I think it should be easy to get the information with some small changes to the package system.
At what point do we want to warn/fail again?
I think it should be easy to get the information with some small changes to the package system.
That's really the kind of feedback I was hoping for. I wasn't sure which (if any) of the directions is easier to adopt as I don't yet know the package system (and related code) all that well. That's enough for me to start digging into a possible refactoring.
At what point do we want to warn/fail again?
The way I think about it is that when you build/publish a package, most likely before it's even compiled/verified you check a version number in the Sui framework's Move.toml file (which is a dependency of the build/published package) and compare it with a version number hardcoded in the Sui CLI code you use for building/publishing - you warn (fail) on detecting a version mismatch.
I think we call build before doing test and other stuff. So build might be a good place to do it
My thoughts on where to slide this in is in CompiledPackage and pub deps_compiled_units: Vec<(PackageName, CompiledUnitWithSource)>
We could start keeping other metadata there, like the version
Alternate thought that requires no changes to the package system: Hash the source files and then check the hash?
Alternate thought that requires no changes to the package system: Hash the source files and then check the hash?
Smart! This could be a bit noisy, though, as ANY change to the framework code would result in the warning being issues (rather than only when we believe we are introducing a breaking change).

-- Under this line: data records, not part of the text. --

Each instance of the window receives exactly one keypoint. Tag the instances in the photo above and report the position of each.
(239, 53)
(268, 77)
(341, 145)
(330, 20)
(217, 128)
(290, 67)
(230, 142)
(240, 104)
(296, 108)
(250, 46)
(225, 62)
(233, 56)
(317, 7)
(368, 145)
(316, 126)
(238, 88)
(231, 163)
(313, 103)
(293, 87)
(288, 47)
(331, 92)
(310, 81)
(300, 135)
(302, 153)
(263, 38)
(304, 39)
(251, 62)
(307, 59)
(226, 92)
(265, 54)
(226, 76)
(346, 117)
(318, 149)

We could possibly mitigate it by deciding what we are hashing, for example extract function signatures and struct/const declarations but:
- we would still generate the signal if adding things to the framework
- we could still potentially introduce a breaking change in the function's code and not catch it
Still it's quite appealing because of its implementation simplicity, though I am quite sure how to automate hash generation upon framework code change, which would be useful so that we don't have to do it (and remember to do it) each time we change something.
Maybe we could hash the compiled modules? would at least avoid comment changes
On the other hand, thinking about it a bit more, people really shouldn't use a version of framework code incompatible with the binary they use to build their apps, so the noise may not be much of a problem.
A separate question is whether we should hash (source of?) native method code if we were to adopt this solution.
And is there a trick of embedding this hash in the binary (obtained with cargo install --locked --git https://github.com/MystenLabs/sui.git --branch "devnet" sui sui-gateway) without needing to hardcode it in sources (which would help automation).
Perhaps we could have sui as a (script?) wrapper around the binary? Would we need it for other tricks in the future?